Little impact was reported for either Sprint PCS or T-Mobile USA, both of which had introduced aggressive pricing changes prior to the LNP deadline.

Lin and Egan noted T-Mobile USA’s porting process was suffering from occasional glitches, while RBC added that despite longer-than-anticipated porting times from Sprint PCS, the carrier seemed to have a handle on the process.

More concern was generated by AT&T Wireless and to a lesser extent Cingular, which analysts said were seeing a greater number of customers porting out than porting in.
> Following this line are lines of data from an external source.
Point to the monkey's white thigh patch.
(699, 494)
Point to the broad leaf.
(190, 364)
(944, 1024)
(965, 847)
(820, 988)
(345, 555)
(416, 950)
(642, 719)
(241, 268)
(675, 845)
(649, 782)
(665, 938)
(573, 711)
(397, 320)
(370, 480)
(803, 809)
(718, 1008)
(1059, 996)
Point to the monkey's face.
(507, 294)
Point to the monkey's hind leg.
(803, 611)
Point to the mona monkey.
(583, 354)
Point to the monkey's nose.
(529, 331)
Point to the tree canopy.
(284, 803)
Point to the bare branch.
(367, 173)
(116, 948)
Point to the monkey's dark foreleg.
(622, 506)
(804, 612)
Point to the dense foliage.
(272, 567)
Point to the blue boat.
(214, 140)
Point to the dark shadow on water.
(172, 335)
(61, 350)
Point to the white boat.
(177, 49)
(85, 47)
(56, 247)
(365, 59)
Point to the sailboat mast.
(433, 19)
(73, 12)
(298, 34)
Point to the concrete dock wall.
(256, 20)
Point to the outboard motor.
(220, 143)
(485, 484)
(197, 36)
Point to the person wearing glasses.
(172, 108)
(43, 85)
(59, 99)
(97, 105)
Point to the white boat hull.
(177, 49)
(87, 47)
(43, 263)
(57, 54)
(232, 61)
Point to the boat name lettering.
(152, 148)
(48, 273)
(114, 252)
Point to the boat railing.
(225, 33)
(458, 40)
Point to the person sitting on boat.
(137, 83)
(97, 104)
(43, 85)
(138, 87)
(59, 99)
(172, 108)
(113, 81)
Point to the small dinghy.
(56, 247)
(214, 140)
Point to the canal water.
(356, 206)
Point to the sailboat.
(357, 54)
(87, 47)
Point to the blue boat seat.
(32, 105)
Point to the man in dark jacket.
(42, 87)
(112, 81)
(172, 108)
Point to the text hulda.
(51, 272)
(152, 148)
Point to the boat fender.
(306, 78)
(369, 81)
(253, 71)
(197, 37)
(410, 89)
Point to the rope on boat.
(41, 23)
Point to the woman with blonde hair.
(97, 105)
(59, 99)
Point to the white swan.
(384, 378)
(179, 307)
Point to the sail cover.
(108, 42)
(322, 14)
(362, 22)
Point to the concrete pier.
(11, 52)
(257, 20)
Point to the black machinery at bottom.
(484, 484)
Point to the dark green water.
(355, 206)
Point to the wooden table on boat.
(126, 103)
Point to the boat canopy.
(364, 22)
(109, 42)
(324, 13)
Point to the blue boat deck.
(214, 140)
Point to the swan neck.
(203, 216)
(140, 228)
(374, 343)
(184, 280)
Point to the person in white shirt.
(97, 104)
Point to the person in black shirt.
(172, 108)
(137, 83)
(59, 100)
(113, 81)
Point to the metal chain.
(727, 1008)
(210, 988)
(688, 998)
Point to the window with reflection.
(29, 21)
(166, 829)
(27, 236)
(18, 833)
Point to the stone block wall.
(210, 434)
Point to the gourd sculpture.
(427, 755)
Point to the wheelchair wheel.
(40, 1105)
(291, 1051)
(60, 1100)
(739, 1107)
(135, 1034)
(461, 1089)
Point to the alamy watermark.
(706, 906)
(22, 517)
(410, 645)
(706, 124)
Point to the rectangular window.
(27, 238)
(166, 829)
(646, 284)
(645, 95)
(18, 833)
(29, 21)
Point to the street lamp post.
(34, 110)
“Our retail checks suggest [AT&T Wireless] and Cingular are comprising a significant portion of outbound porting requests,” noted RBC in a report. “While this is expected given their positions as the second- and third-largest carriers, our sense from talking to independent dealers is that more customers are requesting to port away from rather than port into these carriers thus far.”

RBC added that Cingular’s porting process appeared to be the least efficient, while others noted AT&T Wireless is still feeling the effects of a software glitch from early last month that prevented the carrier from accessing GSM customers’ information or from initiating new customers on its GSM network. AT&T Wireless said last week that it would issue credits to GSM customers affected by the software glitch, which as of last week was still not fully solved.

Hard data on regional operators was hard to come by early last week, with Leap Wireless International Inc.’s CEO Harvey White noting it was too early in the game to produce any clear direction and that he did not expect any concrete data for a couple of weeks.

While the first several days of LNP appeared to produce few surprises, most industry observers expect the big test will be the day after Thanksgiving, which is traditionally one of the busiest shopping days of the year.

“The industry has had three days of breathing room and public beta testing,” said Roger Entner, program manager for wireless and mobile services at the Yankee Group. “Friday is the stress test.”